New TN Bureau of Workers’ Compensation case manager license requirements

On August 29, 2016, the new rule regarding license requirements for Tennessee Workers’ Compensation case managers became effective. All new educational units and fees apply for case managers as of January 1, 2017. This means all telephonic and field case managers must obtain certification within two years or by January 1, 2019. Anyone who provides case management services or case manager assistance must obtain specific credentials within two years to continue to provide case management services.
Requirements are in place and a nurse case manager must be assigned to any claim in which an employee has been hospitalized, where medical costs exceed $10,000, or results in eight full weeks of time missed from work (40-hour week).
Additional changes were also made to the case manager thresholds on all catastrophic injuries requiring a face-to-face meeting within 14 calendar days after a case assignment. Specific reporting requirements were put in place for reporting all face-to-face meetings to the medical director of the Tennessee Bureau of Workers’ Compensation within 30 days of the meeting.

Legislative watch — Is “opt out” completely out?

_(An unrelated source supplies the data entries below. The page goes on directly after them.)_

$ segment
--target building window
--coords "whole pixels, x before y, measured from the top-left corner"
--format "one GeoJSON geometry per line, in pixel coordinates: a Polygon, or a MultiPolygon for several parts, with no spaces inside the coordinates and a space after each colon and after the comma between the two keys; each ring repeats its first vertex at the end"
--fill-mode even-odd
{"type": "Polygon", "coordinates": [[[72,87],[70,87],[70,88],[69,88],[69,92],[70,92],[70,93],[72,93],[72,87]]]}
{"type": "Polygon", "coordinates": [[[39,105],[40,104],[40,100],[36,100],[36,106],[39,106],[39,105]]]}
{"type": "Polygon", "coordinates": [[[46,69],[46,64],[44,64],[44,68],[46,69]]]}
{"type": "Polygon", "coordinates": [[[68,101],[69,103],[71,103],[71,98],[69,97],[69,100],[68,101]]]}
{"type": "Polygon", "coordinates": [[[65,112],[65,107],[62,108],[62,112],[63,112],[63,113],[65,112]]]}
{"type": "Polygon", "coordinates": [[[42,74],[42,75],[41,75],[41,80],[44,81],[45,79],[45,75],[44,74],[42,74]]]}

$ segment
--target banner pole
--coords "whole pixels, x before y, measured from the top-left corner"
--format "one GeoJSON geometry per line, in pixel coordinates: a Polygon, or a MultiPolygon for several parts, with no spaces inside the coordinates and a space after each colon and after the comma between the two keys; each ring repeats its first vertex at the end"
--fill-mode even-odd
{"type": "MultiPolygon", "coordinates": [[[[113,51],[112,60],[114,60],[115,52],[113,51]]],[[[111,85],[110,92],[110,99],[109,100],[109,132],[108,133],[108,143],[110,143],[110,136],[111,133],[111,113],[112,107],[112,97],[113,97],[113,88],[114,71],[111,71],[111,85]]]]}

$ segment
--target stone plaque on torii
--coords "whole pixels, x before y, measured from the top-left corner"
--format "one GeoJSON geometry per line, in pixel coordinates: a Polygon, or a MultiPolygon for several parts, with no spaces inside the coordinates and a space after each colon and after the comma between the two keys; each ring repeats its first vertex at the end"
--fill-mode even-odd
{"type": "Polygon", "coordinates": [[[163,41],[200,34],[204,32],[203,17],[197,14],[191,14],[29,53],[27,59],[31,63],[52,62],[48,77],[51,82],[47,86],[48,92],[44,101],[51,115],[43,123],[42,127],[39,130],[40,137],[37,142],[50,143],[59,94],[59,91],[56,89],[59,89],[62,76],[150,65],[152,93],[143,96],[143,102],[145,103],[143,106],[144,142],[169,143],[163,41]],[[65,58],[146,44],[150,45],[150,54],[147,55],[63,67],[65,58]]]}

Employers have been looking for alternatives to the traditional insurance market to meet their workers’ compensation exposure obligation — or “opt out.” The states of Texas and Oklahoma had afforded employer’s such an option. However, in September 2016, the Oklahoma Supreme Court upheld the lower court’s February 2016 ruling that its two-year standing “opt out” workers’ compensation program available to employers was unconstitutional.
The states of South Carolina and Tennessee had pending legislation that was introduced in 2015, but did not move forward with their respective opt-out legislation in early 2016.
After the Oklahoma Supreme Court ruling and the stalled legislation in Tennessee and South Carolina, Texas was left as the only state that allowed employers to opt out of or "non-subscribe" to workers' compensation plans.
The Tennessee “opt out” bill, which was the Employee Injury Benefit Alternative, was taken “off notice” in February 2016, but not formally withdrawn, and it’s expected to resurface this year. In addition, Florida and Arkansas recently introduced “opt out” bills similar to the Texas “nonsubscribe” program. This bill allows employers the option of not providing workers’ compensation benefit coverage in exchange for the employee’s right to file a tort claim if injured on the job.
The "opt-out" alternative will continue to garner attention around the country as legislators and employers grapple with providing appropriate financial and medical benefits to injured workers.